UNITAU - Universidade de Taubaté (SP) — Prova 2023
Paciente masculino com 52 anos, com Infarto agudo do miocárdio de repetição (IAM com Supra ST), sendo o primeiro em 2019 e o segundo que se repetiu no mesmo ano, 15 dias depois, mesmo com a terapêutica corretamente empregada, e o terceiro em 2022. Não tem comorbidades, fator de risco associado ou mesmo história familiar. Na revisão dos CATEs, foi percebido que não havia placas de ateroma, somente trombos locais e havia irregularidades das coronárias, com presença de microaneurismas.Diante do caso clínico acima, qual sua hipótese diagnóstica?
IAM de repetição sem aterosclerose + microaneurismas coronarianos → suspeitar de Poliarterite Nodosa.

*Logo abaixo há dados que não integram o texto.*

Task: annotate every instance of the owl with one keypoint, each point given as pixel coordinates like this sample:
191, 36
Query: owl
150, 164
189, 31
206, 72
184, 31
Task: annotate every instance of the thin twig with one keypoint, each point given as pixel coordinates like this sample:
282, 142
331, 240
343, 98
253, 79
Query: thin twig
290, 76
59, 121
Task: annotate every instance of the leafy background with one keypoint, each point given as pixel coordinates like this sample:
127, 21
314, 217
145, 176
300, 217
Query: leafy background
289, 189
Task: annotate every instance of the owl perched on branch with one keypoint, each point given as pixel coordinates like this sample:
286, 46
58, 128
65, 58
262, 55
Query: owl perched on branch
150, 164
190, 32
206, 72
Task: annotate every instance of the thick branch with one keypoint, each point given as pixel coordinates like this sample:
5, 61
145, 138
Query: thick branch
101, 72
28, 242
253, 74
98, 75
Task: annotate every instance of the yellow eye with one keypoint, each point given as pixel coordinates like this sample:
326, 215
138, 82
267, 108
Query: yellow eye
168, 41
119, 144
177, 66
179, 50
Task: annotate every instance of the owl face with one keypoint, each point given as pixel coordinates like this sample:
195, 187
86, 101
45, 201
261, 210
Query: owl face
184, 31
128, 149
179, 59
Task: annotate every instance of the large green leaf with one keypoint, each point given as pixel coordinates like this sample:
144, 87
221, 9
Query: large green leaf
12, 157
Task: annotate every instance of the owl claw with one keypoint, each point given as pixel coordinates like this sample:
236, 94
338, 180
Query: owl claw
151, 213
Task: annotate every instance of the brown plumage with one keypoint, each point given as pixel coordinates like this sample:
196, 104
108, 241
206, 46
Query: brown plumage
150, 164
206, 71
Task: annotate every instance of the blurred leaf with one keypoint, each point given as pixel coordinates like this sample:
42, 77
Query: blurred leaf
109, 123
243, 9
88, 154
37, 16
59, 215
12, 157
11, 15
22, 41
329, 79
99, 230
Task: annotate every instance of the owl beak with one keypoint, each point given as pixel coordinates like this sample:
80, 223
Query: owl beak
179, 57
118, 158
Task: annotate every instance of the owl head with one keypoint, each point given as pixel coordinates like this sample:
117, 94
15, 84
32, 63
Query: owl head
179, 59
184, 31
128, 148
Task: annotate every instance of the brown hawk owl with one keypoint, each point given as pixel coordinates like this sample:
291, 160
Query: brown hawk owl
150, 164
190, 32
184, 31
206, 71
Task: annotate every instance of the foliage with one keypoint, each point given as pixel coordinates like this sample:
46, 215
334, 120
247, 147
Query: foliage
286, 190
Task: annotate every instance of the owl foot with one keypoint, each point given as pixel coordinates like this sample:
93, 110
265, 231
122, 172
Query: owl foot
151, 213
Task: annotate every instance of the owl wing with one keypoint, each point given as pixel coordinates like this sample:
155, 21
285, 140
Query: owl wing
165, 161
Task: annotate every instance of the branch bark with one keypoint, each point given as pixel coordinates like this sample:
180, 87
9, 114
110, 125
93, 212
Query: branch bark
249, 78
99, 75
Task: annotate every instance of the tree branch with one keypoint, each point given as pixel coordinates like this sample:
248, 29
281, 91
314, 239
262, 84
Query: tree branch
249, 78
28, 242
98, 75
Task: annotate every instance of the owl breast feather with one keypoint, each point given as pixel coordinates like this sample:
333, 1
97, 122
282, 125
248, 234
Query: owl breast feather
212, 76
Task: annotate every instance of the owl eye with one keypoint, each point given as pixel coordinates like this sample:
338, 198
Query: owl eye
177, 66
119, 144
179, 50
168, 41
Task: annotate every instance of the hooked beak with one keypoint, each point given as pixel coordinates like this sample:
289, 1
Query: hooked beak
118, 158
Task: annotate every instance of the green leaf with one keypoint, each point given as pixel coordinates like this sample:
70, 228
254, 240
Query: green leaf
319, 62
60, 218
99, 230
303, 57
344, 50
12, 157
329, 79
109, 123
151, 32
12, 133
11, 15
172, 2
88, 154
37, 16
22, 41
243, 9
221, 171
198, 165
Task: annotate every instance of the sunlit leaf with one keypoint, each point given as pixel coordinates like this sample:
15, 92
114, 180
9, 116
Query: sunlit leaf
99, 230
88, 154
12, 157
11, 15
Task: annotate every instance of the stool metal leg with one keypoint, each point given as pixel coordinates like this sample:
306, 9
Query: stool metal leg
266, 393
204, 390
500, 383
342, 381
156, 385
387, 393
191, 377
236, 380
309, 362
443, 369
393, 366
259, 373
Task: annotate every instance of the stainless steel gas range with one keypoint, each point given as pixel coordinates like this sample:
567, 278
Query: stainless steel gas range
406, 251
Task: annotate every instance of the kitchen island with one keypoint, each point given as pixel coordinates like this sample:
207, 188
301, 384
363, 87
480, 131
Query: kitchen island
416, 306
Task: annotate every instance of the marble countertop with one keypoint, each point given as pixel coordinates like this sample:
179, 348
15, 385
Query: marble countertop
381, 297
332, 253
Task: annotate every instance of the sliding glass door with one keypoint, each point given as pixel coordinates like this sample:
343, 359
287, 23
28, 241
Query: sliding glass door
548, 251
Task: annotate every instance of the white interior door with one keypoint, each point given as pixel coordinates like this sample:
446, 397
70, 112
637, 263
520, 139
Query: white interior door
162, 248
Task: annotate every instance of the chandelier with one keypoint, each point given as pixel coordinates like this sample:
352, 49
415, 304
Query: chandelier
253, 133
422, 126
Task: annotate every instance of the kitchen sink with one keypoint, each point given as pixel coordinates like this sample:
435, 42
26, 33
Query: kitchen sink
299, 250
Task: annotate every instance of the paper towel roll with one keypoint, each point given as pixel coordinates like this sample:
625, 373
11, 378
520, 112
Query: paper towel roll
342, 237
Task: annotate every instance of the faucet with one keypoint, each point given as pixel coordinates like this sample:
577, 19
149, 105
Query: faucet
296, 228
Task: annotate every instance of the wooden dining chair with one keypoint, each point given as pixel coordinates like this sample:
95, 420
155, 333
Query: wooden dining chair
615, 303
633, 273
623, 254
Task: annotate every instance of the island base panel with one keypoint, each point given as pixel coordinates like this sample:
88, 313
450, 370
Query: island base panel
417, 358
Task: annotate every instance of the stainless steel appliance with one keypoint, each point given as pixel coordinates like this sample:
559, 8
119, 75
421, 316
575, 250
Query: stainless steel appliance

O quadro de infartos agudos do miocárdio de repetição em paciente sem fatores de risco cardiovasculares clássicos, associado à ausência de placas de ateroma e presença de trombos locais e microaneurismas coronarianos na angiografia, é altamente sugestivo de uma vasculite sistêmica, sendo a Poliarterite Nodosa (PAN) a principal hipótese diagnóstica devido ao seu acometimento característico de vasos médios.
A Poliarterite Nodosa (PAN) é uma vasculite necrotizante sistêmica que afeta predominantemente artérias de médio e pequeno calibre, poupando capilares, vênulas e arteríolas. Sua etiologia é desconhecida, mas pode estar associada à infecção por hepatite B. Clinicamente, a PAN pode se manifestar de diversas formas, incluindo febre, perda de peso, mialgia, artralgia, neuropatia periférica, hipertensão arterial e, notavelmente, acometimento renal e gastrointestinal. O caso clínico apresentado, com infartos agudos do miocárdio de repetição em um paciente sem fatores de risco cardiovasculares tradicionais e achados de microaneurismas e trombos coronarianos sem aterosclerose, é altamente sugestivo de PAN. O acometimento coronariano na PAN ocorre pela inflamação da parede vascular, levando à formação de aneurismas que podem trombosar ou romper, causando isquemia miocárdica e infartos. A angiografia é crucial para o diagnóstico, revelando as irregularidades e os microaneurismas característicos. O diagnóstico definitivo da PAN é feito por biópsia de um órgão afetado, que revela inflamação necrotizante da parede arterial. O tratamento envolve corticosteroides e imunossupressores, como a ciclofosfamida, para controlar a inflamação e prevenir danos orgânicos. É fundamental que residentes considerem vasculites como a PAN no diagnóstico diferencial de eventos isquêmicos recorrentes, especialmente na ausência de aterosclerose e fatores de risco clássicos, para evitar atrasos no diagnóstico e tratamento que podem ser fatais.
A presença de microaneurismas nas artérias de médio calibre, estenoses e oclusões segmentares, além da ausência de aterosclerose significativa, são achados angiográficos que levantam forte suspeita de Poliarterite Nodosa.
A PAN causa inflamação e necrose da parede dos vasos de médio calibre, incluindo as artérias coronárias, levando à formação de trombos, oclusões e microaneurismas que podem romper ou trombosar, resultando em isquemia miocárdica e IAM recorrente.
Além da Poliarterite Nodosa, outros diagnósticos diferenciais incluem dissecção espontânea de artéria coronária (SCAD), espasmo coronariano, trombofilias, miocardite, doença de Kawasaki (em adultos) e outras vasculites.